Emotional intelligence allows us to understand ourselves and empathize better with others. Learning how to acknowledge, accept and interpret negative feelings can help you develop a higher emotional IQ and become a happier, more positive person (6).
2. Seek Help When You Need It
You may need to speak to a therapist, or you could just need to pick up the phone and pour your heart out to your best friend. Self-awareness is an important quality many people lack; when you love yourself, you learn to stop underestimating your capabilities and putting yourself down.
Self-awareness means understanding that you can’t do everything alone, and self-love makes us capable of reaching out without feeling embarrassed, ashamed or weak. If you’ve just started to learn to love yourself, you might still feel awkward or nervous to get help. But if you decide to go against the voice in the back of your head telling you to stay quiet, you’re making progress.
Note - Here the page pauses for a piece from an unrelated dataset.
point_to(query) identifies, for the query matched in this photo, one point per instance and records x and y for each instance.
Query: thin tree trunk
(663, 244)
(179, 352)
It isn’t easy to admit we’re struggling, and it’s even harder to accept the fact that we can’t make things right on our own. Mental health is hard, but part of self-love is tending all pillars of your health: metal, emotional and physical.
1. Dare to Be Vulnerable
In her book “Daring Greatly: How the Courage to Be Vulnerable Transforms the Way We Live, Love, Parent, and Lead”, Dr. Brené Brown discusses what vulnerability really means and guides readers on how to find strength in letting go.
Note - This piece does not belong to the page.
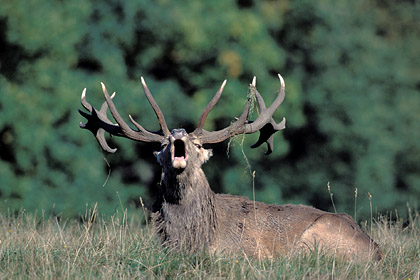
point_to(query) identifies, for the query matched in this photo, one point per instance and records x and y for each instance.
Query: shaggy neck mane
(187, 216)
One of the greatest ways to learn to love yourself is vulnerability. So many of us let our fear of judgement, abandonment or rejection hold us back from taking the risks we need to become who we truly want to be.
Being vulnerable doesn’t mean you let people walk all over you. There’s a reason emotional boundaries exist, and they protect us from undue harm and toxic relationships. However, some of us perceive vulnerability as a sign of weakness, so we avoid getting too close, saying too much and living too loudly for fear that we’ll somehow get hurt.
Allow yourself to take that risk. When you dare to be vulnerable, you become capable of sensing, feeling and receiving so much more love from the world around you. It won’t be easy, and sometimes, it’ll backfire. But when you allow yourself to go after what you want in spite of the pain, fear and anxiety holding you back, you will understand the immense freedom that comes from self-love.
Take Your Time
Practice patience with yourself. Be kind even when you would rather just wallow in self-pity or tell yourself all the reasons why you aren’t good enough. Think of your inner child. Would you talk to them the way you often talk to yourself? Nurture the small, trembling parts of your soul and embrace all that you can be.
You will learn how to love yourself with time. After some daily practice, you’ll start to identify what exercises really work for you. What makes you grateful? What makes you feel loved by yourself?
As you embark on this rewarding and incredible journey, you should feel excited about the person you’re going to meet. You’ll be amazed at just how much there is to learn about yourself when you exist from a place of love.